Todo mundo pensa que eu gosto de fotografar cidades - nem tanto arquitetura, que pra mim é mais o conjunto que constrói o cenário - e evidentemente ter feito escola de arquitetura foi legal. Realmente eu passei a me interessar mais pela cidade, pelo seus problemas, mas o que me fez a cabeça para a fotografia foi o fato de, na minha infância,

Eu me lembro que, caminhando pela São João, o cenário me fascinava muito, a avenida já era muito urbanizada, com prédios muito grandes, então eu acho que fiquei um pouco impressionado com aquele cenário e isso me acompanhou, ao contrário do que eu imagino que acontece hoje, em que as pessoas saem de uma garagem em um carro com vidros escuros para depois entrarem em outra garagem, shopping e mal vêem a cidade. Então eu tive esse privilégio de conhecer a cidade a pé. Depois, na escola, eu comecei a me aproximar mais da cidade através das aulas de urbanismo e afins. A fotografia acabou sendo uma descoberta repentina. Eu estava na faculdade e, fugindo de uma aula um pouco aborrecida - deveria ser muito interessante para quem estava interessado em aprender como se calcula uma viga - fui para a biblioteca e acabou caindo nas minhas mãos o livro Images à La Sauvette de Cartier Bresson.
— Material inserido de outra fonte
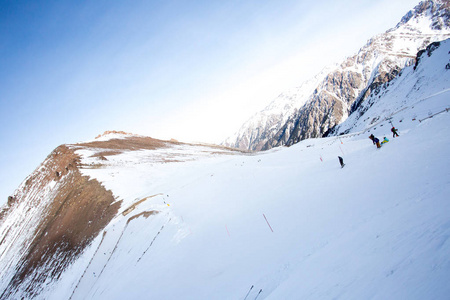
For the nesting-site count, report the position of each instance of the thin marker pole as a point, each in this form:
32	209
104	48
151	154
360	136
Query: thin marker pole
248	292
267	222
Já tinha ouvido falar dele, mas só de forma curiosa, amadora, e fiquei deslumbrado com o que conheci ali e me apaixonei. Pra susto de todo mundo, me formei arquiteto e nem cheguei a passar pela arquitetura mesmo. Fiz o projeto desta casa, que foi o único que fiz na minha vida e cheguei a ter um escritório com alguns colegas para fazer o trabalho chato que os arquitetos não queriam fazer, mas logo fui ser repórter da Veja, que estava surgindo na época. Foi uma passagens sem solavancos e com uma perspectiva de aventura, isso que me fascinou.

Como as caminhadas que você mencionou moldaram a sua maneira de fotografar?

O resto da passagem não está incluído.